Jansen suggested the entire country is still extremely divided on human and race relations. The attitudes of white South Africans, particularly conservatives, to the state of the country are problematic. There is an increasing sense of alienation among the white population, resulting from its sense of crisis in education and the policy of affirmative action.
"Unless we have an honest, open debate about employment equity and affirmative action, we are going to lose the attention of these people. The recognition of the past is important, but not when it is done to the detriment of other people."
He referred also to the "growing masses of black people who pull the race card when the chips are down". He warned of a "great anger, simmering just below the surface ... The slightest statement brings back the pain of the past."
On academic freedom Jansen said, "We don't see the important cases all at once, but when they do come out, they are a sign of something that has gone seriously wrong ... there is a steady demise of academic freedom in this country."
The loss of "public confidence", he said, is expressed in the feeling that "'I no longer believe that government will provide for me fairly'. The result is Orange Farm. The result is Sharpeville.
"Government is unable to respond to the needs of its citizens, and nowhere is this more palpably felt than in the area of crime."
"Public behaviour" is deplorable, he said.

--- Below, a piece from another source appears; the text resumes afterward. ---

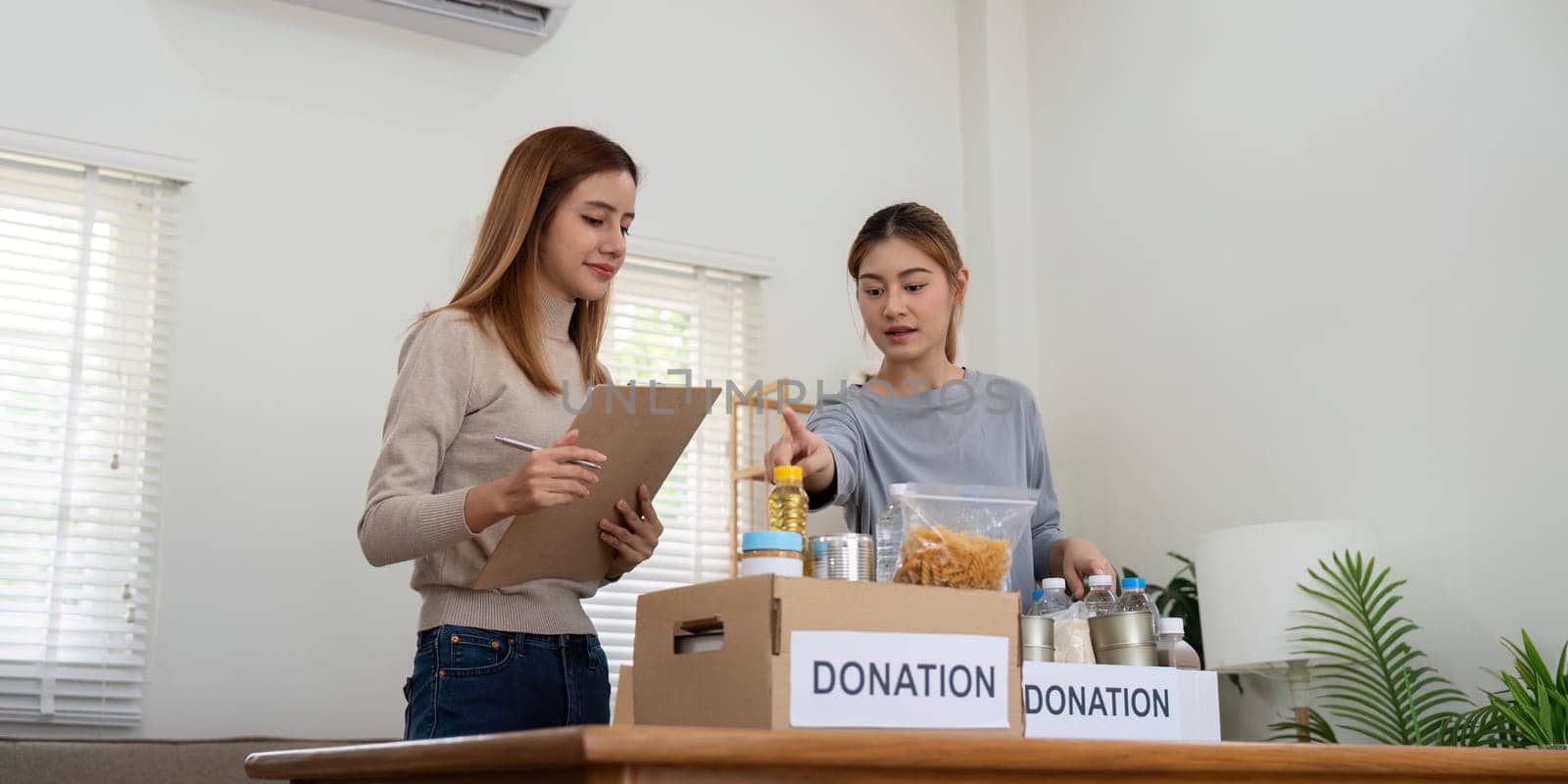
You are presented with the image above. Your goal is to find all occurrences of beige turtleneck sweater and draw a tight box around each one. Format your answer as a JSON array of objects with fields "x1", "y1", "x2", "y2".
[{"x1": 359, "y1": 296, "x2": 601, "y2": 633}]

"Mozambique is a hundred times poorer than we are, but you will never find the disgusting public behaviour on the part of officials and citizens that we have here. And it's become normative: to be decent is to stand out."
Crisis in education
In conclusion Jansen turned to the crisis in university education. "At least 75% of university education is fraudulent. It's simply bad." He cited incidents of lecturers using the same exam papers three years in a row, students graduating with law degrees who are unable to read or write, and female students exchanging sex for pass marks.

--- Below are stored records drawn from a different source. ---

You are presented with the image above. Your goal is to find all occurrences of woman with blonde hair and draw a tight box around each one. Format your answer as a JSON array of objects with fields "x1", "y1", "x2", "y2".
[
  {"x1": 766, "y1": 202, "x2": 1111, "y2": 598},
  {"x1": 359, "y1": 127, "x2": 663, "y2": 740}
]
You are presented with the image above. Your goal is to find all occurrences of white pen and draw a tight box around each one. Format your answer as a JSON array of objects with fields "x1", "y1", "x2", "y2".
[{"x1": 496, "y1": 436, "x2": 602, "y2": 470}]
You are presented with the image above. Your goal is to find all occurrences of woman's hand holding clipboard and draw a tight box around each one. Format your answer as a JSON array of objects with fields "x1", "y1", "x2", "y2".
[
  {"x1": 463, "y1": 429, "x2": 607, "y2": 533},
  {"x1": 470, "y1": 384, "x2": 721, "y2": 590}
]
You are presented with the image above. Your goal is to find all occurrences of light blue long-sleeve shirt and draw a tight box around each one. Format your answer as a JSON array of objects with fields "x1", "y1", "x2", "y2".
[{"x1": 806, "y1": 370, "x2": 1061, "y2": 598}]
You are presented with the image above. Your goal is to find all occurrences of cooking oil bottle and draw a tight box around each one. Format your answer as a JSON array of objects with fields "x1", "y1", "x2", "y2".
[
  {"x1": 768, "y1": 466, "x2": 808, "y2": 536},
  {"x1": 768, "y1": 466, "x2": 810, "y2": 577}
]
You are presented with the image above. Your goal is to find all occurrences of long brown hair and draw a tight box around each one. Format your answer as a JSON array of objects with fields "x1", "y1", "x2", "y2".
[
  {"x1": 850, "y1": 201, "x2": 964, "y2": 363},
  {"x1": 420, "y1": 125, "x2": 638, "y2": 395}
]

To resolve all these crises is not possible now nor indeed for a long time yet, believes Jansen. "We are increasingly dependent on independent groups and agencies to constantly stand up and raise these troubling questions, irrespective of the consequences. We require fearless insistence by non-politicians on the issues of decency, democracy, and freedom."
But there is hope, said Jansen. "The students at UFS are coming together to stand against the dangerous culture of separation -- it is now the most integrated campus in South Africa. It is important in a country so deeply divided that young people learn to live together, as they learn to learn together."